Long Read  

Does ESG have a future?

"I had a look at three different reports [earlier] and environmental dominates all of them, to the extent that the social is often just a few lines. ESG in Europe right now is just environmental, but we are starting to see the launch of thematic funds.”

Tom Sparke, investment director at discretionary fund house GDIM, says: “I think some parameters need to be set – will the fund strive for the best in E, S and G, or accept that some negative aspects are a natural by-product of change?

"Examples such as mining for the natural resources essential for electric vehicles or the positive impact of Tesla being overshadowed by its poor governance are just two of a plethora of issues that ESG allocators must face.”

Thematic funds would likely focus on a particular ESG theme, for example, social inclusion, and are not aspiring to be catch-all funds.

Baig views thematic approaches as individual “solutions” to suit different clients, and says that new thematic ESG funds will be launched by Aviva Investors in response to client demand. 

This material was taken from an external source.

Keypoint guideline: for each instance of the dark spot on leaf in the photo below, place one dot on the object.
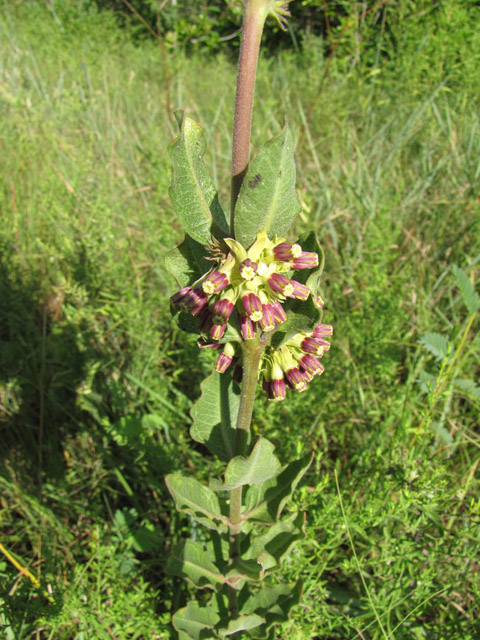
(254, 181)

His company offers both a dedicated environment fund and a dedicated social fund, and while both are marketed as ESG funds, “we would never expect two such funds to have completely the same holdings, but we think thematic is going to be important in the years to come”. 

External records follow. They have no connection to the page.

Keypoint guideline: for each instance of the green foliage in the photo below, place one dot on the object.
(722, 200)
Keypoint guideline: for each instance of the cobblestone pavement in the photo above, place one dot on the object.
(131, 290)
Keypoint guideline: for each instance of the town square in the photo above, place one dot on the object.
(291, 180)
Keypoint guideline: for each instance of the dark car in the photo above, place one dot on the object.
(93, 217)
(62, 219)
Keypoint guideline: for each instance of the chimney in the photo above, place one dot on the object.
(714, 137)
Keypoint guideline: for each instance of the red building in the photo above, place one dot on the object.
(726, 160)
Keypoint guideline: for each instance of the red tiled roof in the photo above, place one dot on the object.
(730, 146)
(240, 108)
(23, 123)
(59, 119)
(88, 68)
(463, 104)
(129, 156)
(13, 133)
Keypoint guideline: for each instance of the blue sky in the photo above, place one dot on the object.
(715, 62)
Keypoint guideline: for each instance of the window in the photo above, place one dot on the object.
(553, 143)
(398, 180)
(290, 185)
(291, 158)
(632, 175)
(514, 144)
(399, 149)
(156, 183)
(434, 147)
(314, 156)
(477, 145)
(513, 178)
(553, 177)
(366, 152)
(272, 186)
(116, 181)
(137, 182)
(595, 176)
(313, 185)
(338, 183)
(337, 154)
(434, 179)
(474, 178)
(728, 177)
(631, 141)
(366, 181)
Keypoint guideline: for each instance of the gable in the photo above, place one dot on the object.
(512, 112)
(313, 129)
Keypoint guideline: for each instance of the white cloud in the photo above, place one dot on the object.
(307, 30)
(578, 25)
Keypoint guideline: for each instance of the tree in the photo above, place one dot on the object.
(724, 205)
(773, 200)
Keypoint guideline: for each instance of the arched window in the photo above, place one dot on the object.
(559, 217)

Kenny says that while thematic funds are launching, he thinks they will be in addition to, rather than instead of, generalist ESG funds. 

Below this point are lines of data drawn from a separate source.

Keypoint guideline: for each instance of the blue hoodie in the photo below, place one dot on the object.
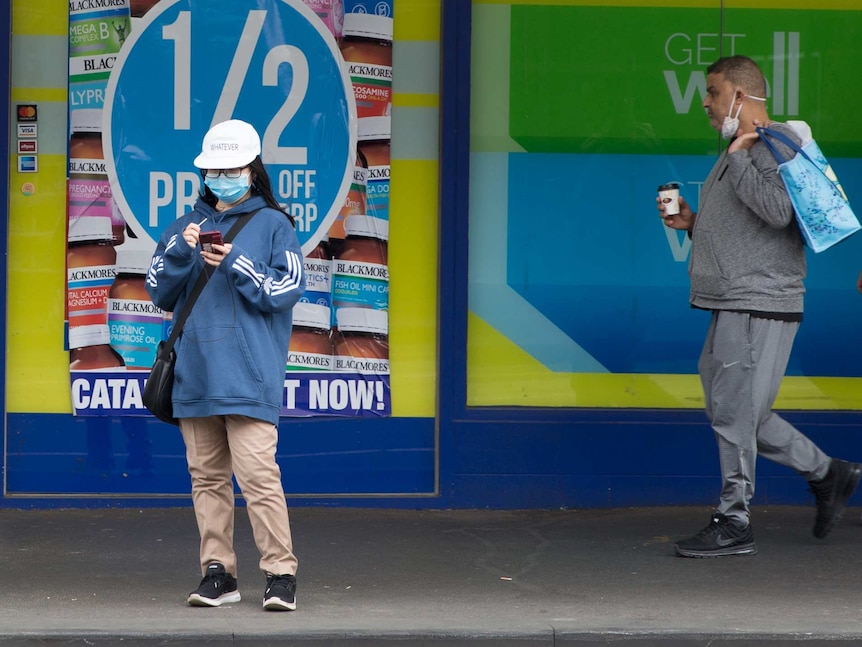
(232, 351)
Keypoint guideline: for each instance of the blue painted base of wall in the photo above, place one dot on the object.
(619, 458)
(66, 457)
(507, 459)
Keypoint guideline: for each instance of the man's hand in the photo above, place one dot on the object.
(683, 220)
(744, 141)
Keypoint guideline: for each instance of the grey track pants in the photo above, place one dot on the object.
(741, 368)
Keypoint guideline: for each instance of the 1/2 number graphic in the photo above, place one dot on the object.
(188, 65)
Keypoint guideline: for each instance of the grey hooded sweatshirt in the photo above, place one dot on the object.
(746, 249)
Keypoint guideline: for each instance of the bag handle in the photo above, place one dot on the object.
(784, 139)
(203, 278)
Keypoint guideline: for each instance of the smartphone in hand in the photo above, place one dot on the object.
(209, 238)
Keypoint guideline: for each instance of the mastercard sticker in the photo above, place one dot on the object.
(27, 112)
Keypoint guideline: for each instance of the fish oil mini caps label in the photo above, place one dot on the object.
(361, 341)
(360, 274)
(310, 345)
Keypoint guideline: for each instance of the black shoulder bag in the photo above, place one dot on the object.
(158, 389)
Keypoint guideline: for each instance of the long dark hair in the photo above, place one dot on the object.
(260, 186)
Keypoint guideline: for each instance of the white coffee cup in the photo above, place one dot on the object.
(669, 194)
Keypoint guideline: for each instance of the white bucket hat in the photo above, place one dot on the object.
(230, 144)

In contrast, Sparke says thematic funds may be the future of ESG. He says: "I do think that the future may be for more focused funds, to deal with certain issues. I think that a low-carbon-focused fund or a socially responsible fund could make more of an impact than a fund that is broadly skirting all of these issues."

Lisa Beauvilain, global head of sustainability at Impax Asset Management, says one has to start from the premise that “there is no perfect company”, and focus on whether companies are moving in the right direction on each of the issues, something which may involve clients making short-term compromises, but the nature and extent of these compromises may also challenge each individual client's perception of what they are investing in and why. 


The Sustainable Finance Disclosure Regulation, and whatever comes from the UK, are an attempt to provide a framework along the lines advocated by Sparke, with a fund classified by its level of intent around ESG. 

Hugh Cuthbert, fund manager at SVM, says a more generalist approach to ESG may be more appropriate for most clients, but the present SFDR system of regulation, which classifies ESG funds according to certain criteria, is unhelpful for those seeking to have a broad ESG exposure.